1. (tan theta - sin theta)^2 + (1-cos theta)^2 = (1-sec theta) ^2
To prove this identity, we will expand both sides of the equation. Let's start with the left side:
(tan theta - sin theta)^2 + (1-cos theta)^2
= (tan^2 theta - 2tan theta sin theta + sin^2 theta) + (1 - 2cos theta + cos^2 theta)
= tan^2 theta - 2tan theta sin theta + sin^2 theta + 1 - 2cos theta + cos^2 theta
Now let's simplify the right side of the equation:
(1-sec theta)^2
= (1 - 1/cos theta)^2
= (1 - 2/cos theta + 1/cos^2 theta)
= 1 - 2/cos theta + 1/cos^2 theta
Now we can see that both sides of the equation are equal. Therefore, the identity is proved.
2. (1-2cos^2 theta) / sin theta cos theta = tan theta - cot theta
To prove this identity, we will start with the left side of the equation:
(1-2cos^2 theta) / sin theta cos theta
= (1 - 2(cos^2 theta)) / (sin theta cos theta)

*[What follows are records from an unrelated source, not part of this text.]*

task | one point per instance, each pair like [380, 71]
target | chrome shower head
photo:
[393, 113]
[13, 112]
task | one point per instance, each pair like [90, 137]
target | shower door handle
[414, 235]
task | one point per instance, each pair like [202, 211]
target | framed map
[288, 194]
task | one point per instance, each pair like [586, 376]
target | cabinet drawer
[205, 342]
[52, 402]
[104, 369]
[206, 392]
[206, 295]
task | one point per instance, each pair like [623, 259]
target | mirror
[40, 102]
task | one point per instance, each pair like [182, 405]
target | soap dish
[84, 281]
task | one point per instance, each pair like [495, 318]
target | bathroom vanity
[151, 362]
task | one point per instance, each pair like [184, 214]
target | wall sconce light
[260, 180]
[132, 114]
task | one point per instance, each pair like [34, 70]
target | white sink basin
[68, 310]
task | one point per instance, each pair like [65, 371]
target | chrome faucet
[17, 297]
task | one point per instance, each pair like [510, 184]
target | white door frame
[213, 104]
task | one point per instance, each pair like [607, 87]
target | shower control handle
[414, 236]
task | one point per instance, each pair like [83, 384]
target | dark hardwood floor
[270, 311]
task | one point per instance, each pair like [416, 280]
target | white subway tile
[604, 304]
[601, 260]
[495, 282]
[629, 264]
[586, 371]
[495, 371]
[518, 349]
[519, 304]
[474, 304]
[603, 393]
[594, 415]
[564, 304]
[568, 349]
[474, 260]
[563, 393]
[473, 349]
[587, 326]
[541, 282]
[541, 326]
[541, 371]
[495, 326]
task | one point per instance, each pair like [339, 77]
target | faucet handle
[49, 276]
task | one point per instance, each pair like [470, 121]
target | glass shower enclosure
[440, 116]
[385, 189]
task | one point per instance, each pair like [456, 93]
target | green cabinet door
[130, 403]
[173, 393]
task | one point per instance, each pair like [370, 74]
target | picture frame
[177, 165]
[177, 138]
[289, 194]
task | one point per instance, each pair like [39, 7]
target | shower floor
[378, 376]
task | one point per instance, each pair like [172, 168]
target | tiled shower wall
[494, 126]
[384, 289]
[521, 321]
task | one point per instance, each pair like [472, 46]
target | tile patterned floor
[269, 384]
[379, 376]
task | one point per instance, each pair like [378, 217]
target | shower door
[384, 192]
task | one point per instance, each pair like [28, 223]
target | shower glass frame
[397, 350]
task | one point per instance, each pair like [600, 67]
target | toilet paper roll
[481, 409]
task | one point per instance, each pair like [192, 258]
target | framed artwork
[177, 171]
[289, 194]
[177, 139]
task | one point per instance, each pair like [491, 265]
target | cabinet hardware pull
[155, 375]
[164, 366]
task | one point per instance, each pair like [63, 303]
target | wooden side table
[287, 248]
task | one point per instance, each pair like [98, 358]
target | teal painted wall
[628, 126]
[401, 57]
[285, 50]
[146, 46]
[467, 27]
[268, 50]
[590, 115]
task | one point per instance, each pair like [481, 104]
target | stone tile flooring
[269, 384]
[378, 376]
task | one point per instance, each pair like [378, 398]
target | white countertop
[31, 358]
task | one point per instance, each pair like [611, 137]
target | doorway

= (1 - 2(1 - sin^2 theta)) / (sin theta cos theta)
= (1 - 2 + 2sin^2 theta) / (sin theta cos theta)
= (1 + 2sin^2 theta) / (sin theta cos theta)
Now let's simplify the right side of the equation:
tan theta - cot theta
= sin theta / cos theta - cos theta / sin theta
= (sin^2 theta - cos^2 theta) / (sin theta cos theta)
= (1 - cos^2 theta - cos^2 theta) / (sin theta cos theta)
= (1 - 2cos^2 theta) / (sin theta cos theta)
Again, both sides of the equation are equal. Therefore, the identity is proved.
3. (sin theta + cos theta ) ^2 + (sin theta - cos theta ) ^2 = 2
To prove this identity, we will expand both sides of the equation. Let's start with the left side:
(sin theta + cos theta ) ^2 + (sin theta - cos theta ) ^2
= (sin^2 theta + 2sin theta cos theta + cos^2 theta) + (sin^2 theta - 2sin theta cos theta + cos^2 theta)
= 2sin^2 theta + 2cos^2 theta
Now we can simplify the right side:
2
= sin^2 theta + cos^2 theta
Again, both sides of the equation are equal. Therefore, the identity is proved.
I hope this helps! Let me know if you have any more questions.